Artificial intelligence language models and the false fantasy of participatory language policies
Author(s) -
Mandy Lau
Publication year - 2021
Publication title -
working papers in applied linguistics and linguistics at york
Language(s) - English
Resource type - Journals
ISSN - 2564-2855
DOI - 10.25071/2564-2855.5
Subject(s) - language policy , language industry , citizen journalism , constructed language , covert , computer science , sociology , language model , comprehension approach , language education , linguistics , artificial intelligence , pedagogy , world wide web , philosophy
Artificial intelligence neural language models learn from a corpus of online language data, often drawn directly from user-generated content through crowdsourcing or the gift economy, bypassing traditional keepers of language policy and planning (such as governments and institutions).

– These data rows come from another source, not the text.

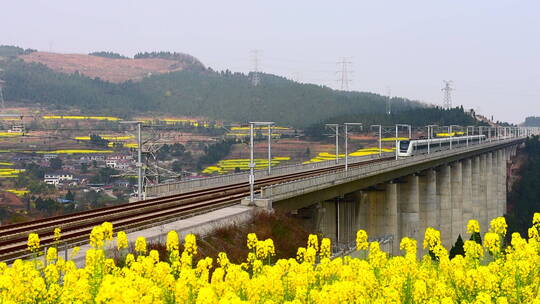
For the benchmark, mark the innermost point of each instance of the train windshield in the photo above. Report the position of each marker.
(404, 145)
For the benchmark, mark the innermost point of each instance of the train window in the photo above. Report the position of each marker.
(404, 145)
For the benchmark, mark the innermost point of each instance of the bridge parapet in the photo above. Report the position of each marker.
(311, 184)
(229, 179)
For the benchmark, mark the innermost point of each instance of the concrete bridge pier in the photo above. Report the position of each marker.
(444, 200)
(409, 208)
(444, 197)
(484, 197)
(476, 200)
(491, 190)
(503, 182)
(467, 194)
(457, 200)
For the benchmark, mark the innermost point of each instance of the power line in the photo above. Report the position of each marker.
(447, 89)
(255, 79)
(344, 73)
(2, 95)
(389, 102)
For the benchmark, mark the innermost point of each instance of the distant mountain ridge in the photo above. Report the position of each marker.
(190, 90)
(107, 68)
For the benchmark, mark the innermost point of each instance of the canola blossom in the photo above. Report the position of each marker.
(492, 272)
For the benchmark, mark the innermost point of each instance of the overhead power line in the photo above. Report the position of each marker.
(344, 71)
(447, 97)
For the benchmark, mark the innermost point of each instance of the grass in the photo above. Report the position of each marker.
(287, 232)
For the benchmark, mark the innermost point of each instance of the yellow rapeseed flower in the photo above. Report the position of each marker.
(190, 244)
(140, 245)
(172, 241)
(252, 240)
(473, 227)
(492, 242)
(121, 240)
(52, 255)
(473, 250)
(498, 225)
(33, 242)
(57, 234)
(326, 247)
(361, 240)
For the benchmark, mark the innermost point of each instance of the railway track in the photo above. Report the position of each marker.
(146, 213)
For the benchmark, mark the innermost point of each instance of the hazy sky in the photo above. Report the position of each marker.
(489, 49)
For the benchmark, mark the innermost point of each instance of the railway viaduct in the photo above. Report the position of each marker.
(393, 199)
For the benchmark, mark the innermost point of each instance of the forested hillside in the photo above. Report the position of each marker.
(532, 121)
(194, 91)
(524, 200)
(416, 117)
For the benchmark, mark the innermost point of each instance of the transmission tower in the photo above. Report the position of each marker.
(344, 73)
(447, 89)
(389, 102)
(2, 95)
(255, 80)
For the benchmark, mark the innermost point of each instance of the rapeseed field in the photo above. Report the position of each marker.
(489, 272)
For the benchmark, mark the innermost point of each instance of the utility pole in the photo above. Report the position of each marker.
(255, 80)
(252, 125)
(335, 127)
(2, 95)
(389, 102)
(397, 133)
(380, 138)
(139, 158)
(346, 142)
(430, 136)
(344, 73)
(447, 98)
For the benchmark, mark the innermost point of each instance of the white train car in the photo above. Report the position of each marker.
(420, 146)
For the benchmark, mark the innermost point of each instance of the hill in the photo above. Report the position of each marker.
(532, 121)
(177, 84)
(106, 68)
(191, 91)
(417, 117)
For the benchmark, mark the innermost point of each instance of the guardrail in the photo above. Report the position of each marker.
(306, 185)
(224, 180)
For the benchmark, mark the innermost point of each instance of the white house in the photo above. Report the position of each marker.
(57, 178)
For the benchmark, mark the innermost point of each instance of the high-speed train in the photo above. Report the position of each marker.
(420, 146)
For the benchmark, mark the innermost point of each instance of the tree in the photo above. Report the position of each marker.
(98, 141)
(177, 166)
(70, 196)
(55, 163)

Here lies the dream that the languages of the digital world can bend towards individual needs and wants, and not the traditional way around. Through the participatory language work of users, linguistic diversity, accessibility, personalization, and inclusion can be increased. However, the promise of a more participatory, just, and emancipatory language policy as a result of neural language models is a false fantasy. I argue that neural language models represent a covert and oppressive form of language policy that benefits the privileged and harms the marginalized. Here, I examine the ideology underpinning neural language models and investigate the harms that result from these emerging subversive regulatory bodies.